Mr Roseff welcomed the announcement that the 50 per cent rate of income tax will reduce to 45% from 1 April 2013, although he said he would have liked to see it introduced from 1 April 2012.

Tom Roseff: 

It’s good to see that no mention of a mansion tax or more changes to restrict pensions relief crept into the Chancellor’s speech

HoldenMartin Holden (right), Head of Office at Saffery Champness in Harrogate, said most of the tax measures announced in the budget had been trailed well before it started, adding that the Chancellor was keen to point out that he was seeking to reward those who worked, and ensure that the wealthy pay more tax and the poor pay less.

The Chancellor said there would be no deficit-funded giveaways and, given the recent warnings from international credit ratings agencies, he will have been conscious of the need to show constraint: he said that his Budget was fiscally neutral over a five-year period,

 Martin Holden said:

The reduction of the highest rate of Income Tax from 50 per cent to 45 per cent from 2013/14 will clearly be welcome news for those who are currently paying this tax. However, the news that the 50 per cent tax raised only £1 billion (just a third of what was forecast), against all the missed opportunities for investment that the rate led to, has shown that a higher tax rate is clearly not good for the nation, as well as being disliked by the wealthy.

The cut to a more modest 45 per cent is forecast to cost only £100 million. This highlights the fact that there simply are not enough very wealthy people for the tax rate they pay to have a substantial impact on the nation’s finances: we all have to bear the cost of the economic recovery. This cut is likely to lead to some immediate-term tax planning.

Mr Holden said the clampdown on Stamp Duty Land Tax avoidance schemes for residential property was widely expected, and a rate of 15 per cent for homes bought within a corporate ownership should be enough to close most of the existing schemes.

 Martin Holden:

It seems likely that the greater impact though will be an increase in the rate of SDLT from 5 per cent to 7 per cent on homes worth more than £2 million.
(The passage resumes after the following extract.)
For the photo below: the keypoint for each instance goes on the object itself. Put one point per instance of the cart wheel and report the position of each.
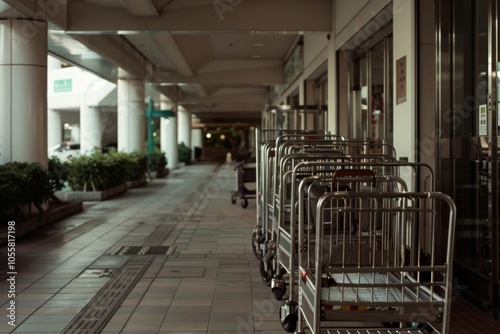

However, with such a substantial amount levied on the purchase of a home affected by the new rate (at least £140,000), there is bound to be more interest in seeking ways to avoid this tax.

He said the increase in the personal allowance would take many more people out of paying tax altogether and in Yorkshire and Humber alone this will be true for 74,000 people from April next year.

 Martin Holden:

Still aiming for a £10,000 allowance, the Chancellor announced that the figure of £8,105 for 2012/13 would be increased to £9,205 in 2013/14. Higher rate taxpayers will also benefit from this, though people with an income of more than £100,000 will still see the personal allowance tapered away as at present.

Mr Holden said a new tax relief for investment in television production, video games and animation, based on the tax relief currently afforded to film tax schemes, would be welcomed by those wishing to make tax-efficient investments. However, he pointed out that the Chancellor also announced that a new cap on tax relief for investment would also be introduced, in that relief over £50,000 in any one tax year would be limited to a 25 per cent rate.

 Martin Holden:

Exactly how this will work remains to be seen, but it could serve as a severe limiting factor on investment in UK business.

Whilst the confirmation that there would be no changes to the tax system for pension contributions is great news for an area that has seen nothing but upheaval for several years, there were two announcements in relation to pensioners.

First, the age-related personal allowance, by which pensioners benefit from a higher tax-free allowance, will be scrapped from April next year for those who have not reached age 65 by then. For those who are already 65, it will be frozen until full abolition when the standard personal allowance matches it. This will put pensioners on the same footing as other taxpayers in this respect.

The other aspect is that it was proposed for consultation that the state pension age be revised periodically so as to be in-line with life expectancy. This is likely to lead most people having to work longer before retirement.